Xavier Daniel
Par Céline Bonniol
2013
« Je projetais d’être astrophysicien », confie Xavier Daniel, artiste plasticien vivant à La Réunion, dans un entretien d’avril 2013. Né en 1968, c’est un parcours scientifique qu’entreprend en premier lieu le futur artiste, des études universitaires qui le conduisent à une maîtrise de sciences physiques. Pourtant dès l’adolescence Xavier Daniel dessine, photographie et a toujours baigné dans un univers visuel avec un père architecte.

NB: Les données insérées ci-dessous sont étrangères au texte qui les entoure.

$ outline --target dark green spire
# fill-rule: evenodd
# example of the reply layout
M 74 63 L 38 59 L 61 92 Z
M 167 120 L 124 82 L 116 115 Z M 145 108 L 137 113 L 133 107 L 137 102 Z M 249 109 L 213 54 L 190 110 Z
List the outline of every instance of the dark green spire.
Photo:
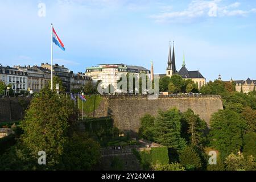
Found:
M 174 49 L 172 51 L 172 70 L 174 74 L 176 73 L 176 64 L 175 64 L 175 53 L 174 52 Z
M 171 49 L 171 41 L 170 42 L 170 46 L 169 46 L 169 56 L 168 57 L 168 63 L 167 63 L 167 70 L 171 70 L 172 67 L 172 51 Z
M 182 66 L 185 67 L 186 64 L 185 64 L 185 52 L 183 52 L 183 62 L 182 63 Z

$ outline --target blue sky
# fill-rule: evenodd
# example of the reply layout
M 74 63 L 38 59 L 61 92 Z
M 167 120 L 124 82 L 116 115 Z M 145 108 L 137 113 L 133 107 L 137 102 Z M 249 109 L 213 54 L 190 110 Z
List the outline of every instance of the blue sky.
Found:
M 50 63 L 53 23 L 66 48 L 54 47 L 54 61 L 75 72 L 103 63 L 150 69 L 152 60 L 163 73 L 174 40 L 178 70 L 184 51 L 187 68 L 208 81 L 256 80 L 255 16 L 249 0 L 2 0 L 0 63 Z

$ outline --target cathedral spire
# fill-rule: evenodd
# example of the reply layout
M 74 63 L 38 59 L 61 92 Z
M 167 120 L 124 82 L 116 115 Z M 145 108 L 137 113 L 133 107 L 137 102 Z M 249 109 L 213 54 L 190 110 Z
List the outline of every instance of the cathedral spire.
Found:
M 172 69 L 172 51 L 171 49 L 171 41 L 170 42 L 170 46 L 169 46 L 169 56 L 168 57 L 168 63 L 167 63 L 167 68 L 166 69 L 167 70 L 171 70 Z
M 183 52 L 183 63 L 182 63 L 182 66 L 185 67 L 186 64 L 185 64 L 185 52 Z
M 153 80 L 154 80 L 154 65 L 153 65 L 153 61 L 151 61 L 151 81 L 153 81 Z
M 174 52 L 174 47 L 173 47 L 173 51 L 172 51 L 172 69 L 174 74 L 176 73 L 176 65 L 175 65 L 175 53 Z

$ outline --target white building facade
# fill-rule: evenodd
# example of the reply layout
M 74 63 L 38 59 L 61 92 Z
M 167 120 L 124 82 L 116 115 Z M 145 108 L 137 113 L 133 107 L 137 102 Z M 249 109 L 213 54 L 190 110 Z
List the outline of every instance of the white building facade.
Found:
M 16 68 L 6 67 L 7 84 L 11 85 L 11 88 L 15 93 L 27 90 L 27 74 L 26 72 L 19 70 Z
M 85 75 L 92 77 L 95 83 L 101 81 L 101 86 L 106 88 L 109 85 L 113 85 L 115 90 L 118 90 L 117 82 L 120 80 L 122 74 L 126 75 L 133 73 L 139 75 L 140 73 L 146 73 L 150 77 L 150 71 L 138 66 L 130 66 L 121 64 L 99 64 L 95 67 L 86 68 Z

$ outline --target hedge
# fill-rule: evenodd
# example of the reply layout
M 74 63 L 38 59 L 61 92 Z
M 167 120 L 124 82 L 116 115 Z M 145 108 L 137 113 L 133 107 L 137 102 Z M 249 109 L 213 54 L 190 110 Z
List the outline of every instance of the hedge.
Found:
M 139 160 L 142 168 L 146 170 L 150 169 L 150 166 L 152 164 L 169 163 L 167 147 L 152 147 L 149 151 L 145 150 L 140 152 L 134 150 L 133 152 Z

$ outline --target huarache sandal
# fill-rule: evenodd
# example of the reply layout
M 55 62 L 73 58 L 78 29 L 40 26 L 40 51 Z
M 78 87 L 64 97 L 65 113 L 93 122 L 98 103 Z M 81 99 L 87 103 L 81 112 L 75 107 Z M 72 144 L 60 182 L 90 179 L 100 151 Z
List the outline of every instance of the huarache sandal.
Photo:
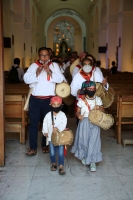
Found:
M 65 174 L 65 171 L 64 171 L 63 168 L 60 168 L 60 169 L 59 169 L 59 174 L 60 174 L 60 175 L 64 175 L 64 174 Z
M 49 153 L 49 148 L 48 147 L 42 147 L 42 152 L 43 153 Z
M 26 153 L 27 156 L 35 156 L 37 154 L 37 151 L 34 149 L 29 149 Z
M 50 168 L 51 171 L 56 171 L 57 170 L 57 165 L 52 165 Z

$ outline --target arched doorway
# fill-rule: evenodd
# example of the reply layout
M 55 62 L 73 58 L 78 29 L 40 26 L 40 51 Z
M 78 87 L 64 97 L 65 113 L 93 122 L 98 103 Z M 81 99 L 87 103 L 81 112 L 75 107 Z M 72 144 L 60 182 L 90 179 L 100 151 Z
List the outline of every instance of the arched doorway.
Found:
M 69 23 L 73 24 L 75 28 L 73 36 L 75 44 L 73 50 L 76 50 L 78 52 L 86 50 L 85 22 L 77 12 L 68 9 L 58 10 L 47 19 L 44 27 L 45 46 L 53 48 L 53 28 L 57 22 L 62 20 L 69 21 Z

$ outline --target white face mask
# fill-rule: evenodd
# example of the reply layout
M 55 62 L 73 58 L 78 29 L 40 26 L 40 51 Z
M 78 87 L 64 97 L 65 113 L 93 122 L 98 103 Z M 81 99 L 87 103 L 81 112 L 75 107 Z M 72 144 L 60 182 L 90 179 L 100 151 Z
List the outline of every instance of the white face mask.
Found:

C’est en arrivant à La Réunion en 96 et suite à un projet professionnel avorté que Xavier Daniel entre à l’école des Beaux arts de La Réunion et décide de se jeter à corps perdu dans la pratique artistique. Il y restera trois ans jusqu’à l’obtention de son DNAP. Ce temps de formation, qui intervient à un moment de maturité, est une étape décisive, une période d’absorption et de découverte qui affine petit à petit le début d’une démarche de plasticien. Trois années de touche à tout à expérimenter les techniques et les matières, à découvrir l’histoire de l’art. C’est à ce moment qu’il développe un intérêt pour le volume et la mise en espace qui trouveront un écho dans sa future production, mais aussi qu’il commence à aborder la pratique artistique comme vecteur de sens. Xavier Daniel se saisit alors de l’art comme d’un langage s’adressant aux affects, lui permettant d’exprimer des idées que les mots ne peuvent décrire.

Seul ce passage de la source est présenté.